This repo contains an implementation of the KGLM model described in "Barack's Wife Hillary: Using Knowledge Graphs for Fact-Aware Language Modeling", Robert L. Logan IV, Nelson F. Liu, Matthew E. Peters, Matt Gardner and Sameer Singh, ACL 2019 [arXiv].
Warning: To avoid confusion regarding placement of '@@END@@' tokens, we have explicitly added the '@@END@@' tokens to the Linked WikiText-2 dataset and removed preprocessing steps from the dataset reader. If you are using an old version of the dataset, you will need to download the current version here for this codebase to work.
You will need Python 3.5+. Dependencies can be installed by running:
pip install -r requirements.txt
KGLM is trained on the Linked WikiText-2 dataset which can be downloaded at https://rloganiv.github.io/linked-wikitext-2.
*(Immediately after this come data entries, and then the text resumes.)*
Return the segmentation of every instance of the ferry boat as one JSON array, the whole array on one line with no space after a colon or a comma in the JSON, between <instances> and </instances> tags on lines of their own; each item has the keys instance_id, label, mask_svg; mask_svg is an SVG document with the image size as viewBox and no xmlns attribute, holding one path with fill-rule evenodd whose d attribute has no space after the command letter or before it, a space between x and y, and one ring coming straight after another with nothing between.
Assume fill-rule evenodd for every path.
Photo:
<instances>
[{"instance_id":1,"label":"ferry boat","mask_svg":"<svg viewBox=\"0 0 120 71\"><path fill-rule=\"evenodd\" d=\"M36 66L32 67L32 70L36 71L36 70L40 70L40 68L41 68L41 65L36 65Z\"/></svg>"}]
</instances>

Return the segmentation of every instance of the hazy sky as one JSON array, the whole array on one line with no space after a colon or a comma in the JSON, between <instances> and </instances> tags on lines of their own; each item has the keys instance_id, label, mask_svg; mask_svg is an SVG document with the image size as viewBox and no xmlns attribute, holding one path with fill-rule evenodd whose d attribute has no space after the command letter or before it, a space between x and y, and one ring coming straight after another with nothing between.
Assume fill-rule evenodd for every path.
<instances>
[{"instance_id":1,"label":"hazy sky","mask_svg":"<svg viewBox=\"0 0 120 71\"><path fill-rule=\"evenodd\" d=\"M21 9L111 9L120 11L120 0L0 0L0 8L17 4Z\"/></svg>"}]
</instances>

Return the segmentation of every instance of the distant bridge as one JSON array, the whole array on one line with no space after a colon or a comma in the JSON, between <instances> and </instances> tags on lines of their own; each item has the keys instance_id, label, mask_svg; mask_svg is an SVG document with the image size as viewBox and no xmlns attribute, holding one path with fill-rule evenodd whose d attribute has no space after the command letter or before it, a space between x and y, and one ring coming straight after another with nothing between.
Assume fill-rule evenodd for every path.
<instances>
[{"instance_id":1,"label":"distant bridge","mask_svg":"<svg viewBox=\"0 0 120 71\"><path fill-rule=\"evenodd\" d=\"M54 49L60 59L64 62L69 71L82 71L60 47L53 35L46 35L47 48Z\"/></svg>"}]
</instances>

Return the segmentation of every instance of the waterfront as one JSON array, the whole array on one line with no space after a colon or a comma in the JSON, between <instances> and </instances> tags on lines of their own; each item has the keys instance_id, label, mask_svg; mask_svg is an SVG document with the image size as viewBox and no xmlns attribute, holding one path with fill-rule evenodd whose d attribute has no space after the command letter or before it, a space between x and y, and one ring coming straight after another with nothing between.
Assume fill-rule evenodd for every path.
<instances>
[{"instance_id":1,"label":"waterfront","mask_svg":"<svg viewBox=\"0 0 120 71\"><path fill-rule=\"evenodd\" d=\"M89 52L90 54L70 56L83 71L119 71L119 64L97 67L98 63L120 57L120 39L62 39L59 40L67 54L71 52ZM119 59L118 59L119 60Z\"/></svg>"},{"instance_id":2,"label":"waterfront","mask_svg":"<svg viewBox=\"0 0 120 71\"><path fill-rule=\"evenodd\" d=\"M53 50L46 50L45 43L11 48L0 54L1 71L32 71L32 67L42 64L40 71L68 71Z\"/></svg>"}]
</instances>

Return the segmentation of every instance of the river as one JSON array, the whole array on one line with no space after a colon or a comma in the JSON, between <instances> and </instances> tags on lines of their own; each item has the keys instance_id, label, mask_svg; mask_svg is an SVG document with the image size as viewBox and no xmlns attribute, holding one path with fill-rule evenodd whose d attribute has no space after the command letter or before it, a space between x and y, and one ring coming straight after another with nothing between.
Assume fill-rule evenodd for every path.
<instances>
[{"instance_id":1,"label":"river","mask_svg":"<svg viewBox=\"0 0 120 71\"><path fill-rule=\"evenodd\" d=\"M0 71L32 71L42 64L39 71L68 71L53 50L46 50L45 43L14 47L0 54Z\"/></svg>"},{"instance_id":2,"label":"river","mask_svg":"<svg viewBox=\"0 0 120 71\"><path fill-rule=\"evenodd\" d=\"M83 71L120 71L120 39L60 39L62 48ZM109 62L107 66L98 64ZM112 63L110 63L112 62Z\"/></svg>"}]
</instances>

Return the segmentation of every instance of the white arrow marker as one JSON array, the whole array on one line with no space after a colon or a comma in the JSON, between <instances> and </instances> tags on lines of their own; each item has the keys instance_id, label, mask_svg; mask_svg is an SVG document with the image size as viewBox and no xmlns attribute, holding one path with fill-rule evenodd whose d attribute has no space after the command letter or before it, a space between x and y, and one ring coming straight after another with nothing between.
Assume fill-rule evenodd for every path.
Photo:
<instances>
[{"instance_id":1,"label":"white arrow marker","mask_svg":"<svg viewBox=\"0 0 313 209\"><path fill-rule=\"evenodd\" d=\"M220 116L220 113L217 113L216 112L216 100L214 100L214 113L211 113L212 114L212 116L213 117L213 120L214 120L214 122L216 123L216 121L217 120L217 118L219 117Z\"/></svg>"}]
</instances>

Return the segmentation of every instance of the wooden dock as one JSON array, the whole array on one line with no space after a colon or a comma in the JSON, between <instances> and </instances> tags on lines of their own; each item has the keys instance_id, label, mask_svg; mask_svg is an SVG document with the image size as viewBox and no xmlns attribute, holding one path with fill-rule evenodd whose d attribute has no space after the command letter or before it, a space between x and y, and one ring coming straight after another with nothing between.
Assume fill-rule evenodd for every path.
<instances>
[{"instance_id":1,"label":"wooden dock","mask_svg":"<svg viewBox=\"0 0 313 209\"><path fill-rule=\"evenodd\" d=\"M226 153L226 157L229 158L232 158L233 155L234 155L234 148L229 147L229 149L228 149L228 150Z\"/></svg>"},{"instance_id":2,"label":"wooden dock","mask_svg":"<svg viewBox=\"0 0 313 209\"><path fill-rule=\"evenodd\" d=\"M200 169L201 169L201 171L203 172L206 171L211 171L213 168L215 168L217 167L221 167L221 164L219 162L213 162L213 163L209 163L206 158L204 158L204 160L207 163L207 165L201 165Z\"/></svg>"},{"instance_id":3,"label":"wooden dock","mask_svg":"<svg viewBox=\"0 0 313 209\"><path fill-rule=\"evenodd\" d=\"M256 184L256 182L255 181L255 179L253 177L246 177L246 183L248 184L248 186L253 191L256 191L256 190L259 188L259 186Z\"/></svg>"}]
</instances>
Additionally, you will need embeddings for entities/relations in the Wikidata knowledge graph, as well as access to the knowledge graph itself (in order to look up entity aliases/related entities). For convenience, we provide pre-trained embeddings and pickled dictionaries containing the relevant portions of Wikidata here.
If you would like to apply our annotation pipeline to your own data, please refer to: https://github.com/rloganiv/kglm-data.
To train the model run:
allennlp train [path to config] -s [path to save checkpoint to] --include-package kglm
example model configurations are provided in the experiments
directory.
To estimate perplexity of a trained model on held-out data run:
python -m kglm.run evaluate-perplexity \
[model_archive_file] \
[sampler_archive_file] \
[input_file]
where:
model_archive_file
- Trained (generative) model checkpoint. This is the model whose perplexity will be evaluated.sampler_archive_file
- Trained (discriminative) model checkpoint. This is the model used to create annotations during importance sampling. See Section 4 of the paper for more details about importance sampling.input_file
- Path to dataset to measure perplexity on.To perform sentence completion experiments run:
python -m kglm.run predict --predictor cloze [model_archive_file] [input_file]
where
model_archive_file
- Trained (generative) model checkpoint. This is the model whose perplexity will be evaluated.input_file
- Path to dataset to measure perplexity on.